The Go SDK is intentionally lean. One client — CrawlingAPI — covers every Crawlbase product through the unified Crawling API endpoint:

Use casePass in options
Plain crawl(nothing — the default)
Built-in scraper"scraper": "amazon-product-details" (and the rest of the catalog)
Screenshot"screenshot": "true"
Email extraction"scraper": "email-extractor"
Async + webhook"async": "true" + "callback": "https://..."
Push to Enterprise Crawler"async": "true" + "callback" + "crawler": "YourCrawler"

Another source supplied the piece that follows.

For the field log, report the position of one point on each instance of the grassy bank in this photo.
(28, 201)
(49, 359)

The standalone /scraper, /leads, and /screenshots endpoints (which the older Crawlbase SDKs wrap with separate client classes) have been closed to new sign-ups since 2024. The Go SDK ships only the modern path — one client, every product, no vestigial classes.

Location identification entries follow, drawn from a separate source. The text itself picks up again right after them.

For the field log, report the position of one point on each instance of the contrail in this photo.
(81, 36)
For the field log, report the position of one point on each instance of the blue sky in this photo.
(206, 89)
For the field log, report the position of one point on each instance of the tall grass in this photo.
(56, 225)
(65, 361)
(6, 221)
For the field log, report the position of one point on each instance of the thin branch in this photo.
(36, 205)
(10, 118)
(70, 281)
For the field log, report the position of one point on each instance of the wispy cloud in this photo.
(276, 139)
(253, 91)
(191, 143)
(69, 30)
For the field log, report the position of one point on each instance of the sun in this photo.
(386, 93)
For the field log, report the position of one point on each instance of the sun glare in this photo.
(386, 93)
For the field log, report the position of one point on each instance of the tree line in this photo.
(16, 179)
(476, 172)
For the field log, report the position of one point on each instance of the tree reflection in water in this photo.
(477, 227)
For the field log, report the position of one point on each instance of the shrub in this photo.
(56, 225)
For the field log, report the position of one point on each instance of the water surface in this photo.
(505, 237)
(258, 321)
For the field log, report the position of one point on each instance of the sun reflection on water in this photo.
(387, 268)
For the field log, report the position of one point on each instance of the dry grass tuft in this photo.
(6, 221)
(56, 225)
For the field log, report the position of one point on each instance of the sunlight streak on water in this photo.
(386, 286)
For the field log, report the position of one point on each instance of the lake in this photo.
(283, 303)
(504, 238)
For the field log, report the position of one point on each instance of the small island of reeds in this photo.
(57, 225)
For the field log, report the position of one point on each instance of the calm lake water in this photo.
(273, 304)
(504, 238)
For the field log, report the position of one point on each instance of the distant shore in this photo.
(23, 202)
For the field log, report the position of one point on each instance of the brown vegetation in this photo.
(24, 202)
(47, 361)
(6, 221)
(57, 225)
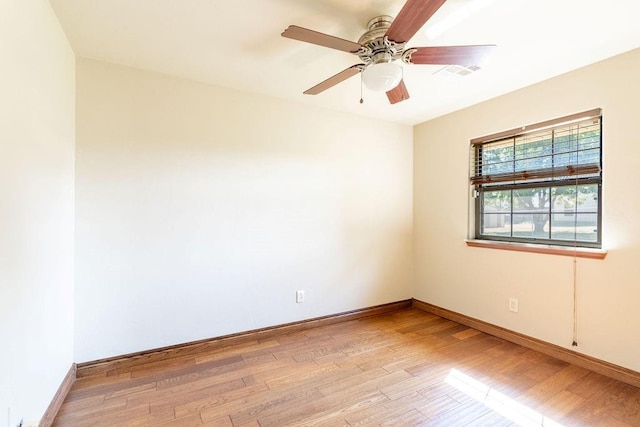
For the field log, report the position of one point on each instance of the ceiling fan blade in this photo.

What you get for using it instead of net/http directly:

  • URL encoding, parameter validation, and response parsing handled out of the box.
  • Idiomatic Go surface — (result, error) returns, named struct fields, no panics on transport failures.
  • context.Context support on every verb via *WithContext variants for cancellation / deadlines / trace propagation.
  • Sensible defaults (90-second timeout, transparent gzip decompression, automatic JSON parsing of format=json / scraper= responses).

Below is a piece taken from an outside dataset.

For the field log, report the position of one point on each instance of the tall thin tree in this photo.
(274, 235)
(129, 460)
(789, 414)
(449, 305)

Source on github.com/crawlbase/crawlbase-go. Reference on pkg.go.dev. Issues + PRs welcome.

Install

Latest version on pkg.go.dev. Requires Go 1.21+.

go get github.com/crawlbase/crawlbase-go@latest

# Or pin a specific version
go get github.com/crawlbase/[email protected]

Authentication

Every Crawlbase API authenticates with the same token model. Two token types live on a single account:

  • Normal Token (TCP) — for static HTML, JSON endpoints, anything that doesn't need a browser. Faster + cheaper.
  • JavaScript Token — for SPAs, lazy-loaded feeds, anything that hides content behind client-side rendering. Required to use page_wait, ajax_wait, scroll, and css_click_selector.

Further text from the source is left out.